Dean haussa les épaules. Peu lui importaient les litres de

gloire de cet imbécile.

— C'était la star de son équipe et il serait certainement

passé professionnel, mais il a reçu un coup sur la tête qui a

abîmé sa vue, poursuivit-elle en se penchant vers Dean.

— Tant mieux ! répondit celui-ci en imitant sa posture et

en s'approchant d'elle au point de pouvoir compter ses cils. Il

n'empêche qu'il n'avait pas la moindre chance contre moi. Il

n'a ni l'endurance, ni les réflexes, ni l'intelligence d'un

combattant professionnel.

— À t'entendre, c'est un sous-homme ! s'esclaffa Cam.

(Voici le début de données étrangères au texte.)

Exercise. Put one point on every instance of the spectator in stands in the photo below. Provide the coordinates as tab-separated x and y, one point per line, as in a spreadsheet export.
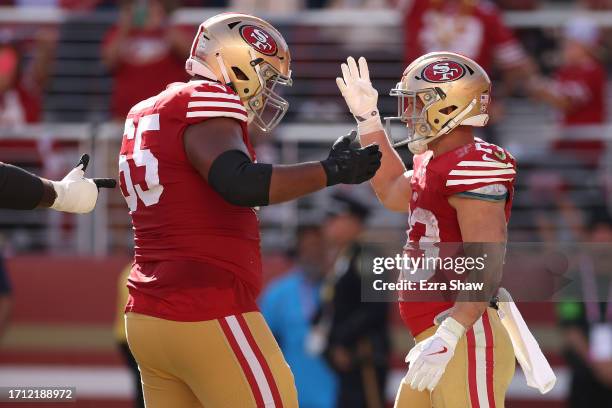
143	52
587	325
473	28
121	338
578	89
357	344
288	305
21	86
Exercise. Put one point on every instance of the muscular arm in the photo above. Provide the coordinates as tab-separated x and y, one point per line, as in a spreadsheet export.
392	181
206	141
480	222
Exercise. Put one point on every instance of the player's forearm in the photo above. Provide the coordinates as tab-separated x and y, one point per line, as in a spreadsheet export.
297	180
467	313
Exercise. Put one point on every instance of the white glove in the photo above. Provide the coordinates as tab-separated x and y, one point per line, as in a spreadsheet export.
359	94
428	359
77	194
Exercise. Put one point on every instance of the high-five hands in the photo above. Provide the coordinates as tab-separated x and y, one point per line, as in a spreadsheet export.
349	165
77	194
359	94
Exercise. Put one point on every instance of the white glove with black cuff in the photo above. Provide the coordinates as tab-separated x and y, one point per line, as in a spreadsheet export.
428	358
77	194
360	96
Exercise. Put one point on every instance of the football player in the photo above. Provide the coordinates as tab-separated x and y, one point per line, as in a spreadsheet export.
21	190
189	176
460	190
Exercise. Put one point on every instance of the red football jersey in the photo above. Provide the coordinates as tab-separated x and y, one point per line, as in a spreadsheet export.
476	31
585	85
432	219
197	257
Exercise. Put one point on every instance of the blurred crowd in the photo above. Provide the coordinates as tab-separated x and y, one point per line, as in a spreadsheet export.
337	346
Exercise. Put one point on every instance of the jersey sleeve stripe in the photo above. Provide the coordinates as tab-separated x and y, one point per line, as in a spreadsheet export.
484	197
496	164
213	114
215	104
216	95
476	181
481	172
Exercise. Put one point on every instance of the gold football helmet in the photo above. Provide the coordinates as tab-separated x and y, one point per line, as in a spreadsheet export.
438	92
248	54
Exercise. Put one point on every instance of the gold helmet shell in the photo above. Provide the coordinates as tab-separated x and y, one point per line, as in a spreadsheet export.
438	92
251	56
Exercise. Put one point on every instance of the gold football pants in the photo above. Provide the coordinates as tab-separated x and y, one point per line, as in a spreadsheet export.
232	362
478	374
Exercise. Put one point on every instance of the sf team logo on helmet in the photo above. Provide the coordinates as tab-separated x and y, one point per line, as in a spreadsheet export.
443	71
259	39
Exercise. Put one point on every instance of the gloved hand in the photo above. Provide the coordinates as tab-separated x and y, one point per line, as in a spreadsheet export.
77	194
359	94
349	165
428	358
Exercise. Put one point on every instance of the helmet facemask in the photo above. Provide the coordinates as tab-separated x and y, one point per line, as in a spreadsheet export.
267	108
412	109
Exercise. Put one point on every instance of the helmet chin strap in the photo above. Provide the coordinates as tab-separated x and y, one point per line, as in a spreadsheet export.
420	146
194	67
456	121
223	69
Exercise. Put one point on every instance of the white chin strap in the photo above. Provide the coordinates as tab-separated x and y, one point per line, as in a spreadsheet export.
194	67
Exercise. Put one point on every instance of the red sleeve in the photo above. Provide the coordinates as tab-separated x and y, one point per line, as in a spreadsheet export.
205	100
485	166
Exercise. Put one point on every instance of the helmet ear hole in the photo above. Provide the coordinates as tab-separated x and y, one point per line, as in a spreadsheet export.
240	75
448	110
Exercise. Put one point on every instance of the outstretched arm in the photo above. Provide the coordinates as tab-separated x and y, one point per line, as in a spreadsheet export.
21	190
217	151
392	182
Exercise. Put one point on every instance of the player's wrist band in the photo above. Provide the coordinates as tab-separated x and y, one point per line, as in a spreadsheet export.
369	125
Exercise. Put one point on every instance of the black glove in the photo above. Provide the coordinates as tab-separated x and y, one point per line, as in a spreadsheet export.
348	165
100	182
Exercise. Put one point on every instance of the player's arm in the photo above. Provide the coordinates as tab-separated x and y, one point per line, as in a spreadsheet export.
392	182
21	190
217	151
483	229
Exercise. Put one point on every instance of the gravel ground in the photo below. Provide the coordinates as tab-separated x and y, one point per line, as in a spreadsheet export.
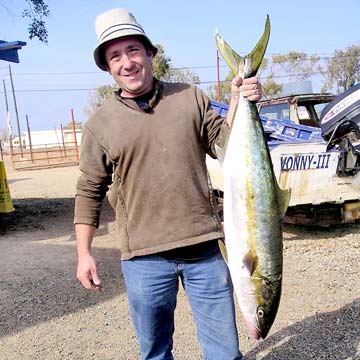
45	314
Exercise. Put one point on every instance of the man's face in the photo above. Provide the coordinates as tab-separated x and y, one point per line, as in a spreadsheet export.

Dois-je me sentir offensée pour lui ?

— Loin de moi l'intention de le dénigrer, assura Dean. Je

me contente d'énoncer des faits. Tu devrais cependant

conseiller à Roger de tenir ses mains à distance des autres

femmes.

Eve ferma les yeux, et Cam haussa les sourcils.

— Quelqu'un aurait pu me prévenir qu'on avait de la visite,

déclara une voix féminine dans le silence qui suivit.

Dean se retourna et découvrit une blonde décolorée, dont

les cheveux ébouriffés qui rebiquaient selon des angles

surprenants avaient visiblement été enduits de gel avant de

subir maints frottements sur l'oreiller. Elle était grande,

presque aussi grande que lui...

C'était sa petite sœur !

Dean sentit son cœur manquer un battement. Tout en elle -

son apparence, sa façon de se tenir, son attitude générale -

laissait présager des problèmes.

Paradoxalement, il trouva cela réjouissant.

En grandissant, sa petite sœur était devenue une rebelle.

Le contraire de sa sœur aînée, donc. Cam n'avait que deux

ans de plus, mais elle semblait infiniment plus raisonnable

que Jacki, qui nageait encore en pleine adolescence.

Un rayon de soleil vint frapper la rangée d'anneaux

d'argent qui ornait le pourtour de l'oreille gauche de Jacki.

Elle se tourna vers Dean et il aperçut un tatouage sur sa

hanche, habilement mis en valeur par son T-shirt court et son

pantalon taille basse qui, en dépit de la longueur de ses

jambes, traînait par terre.

— Tu es bien matinale, aujourd'hui, la salua Cam en se

dirigeant vers elle. Jacki, je te présente Dean, notre frère.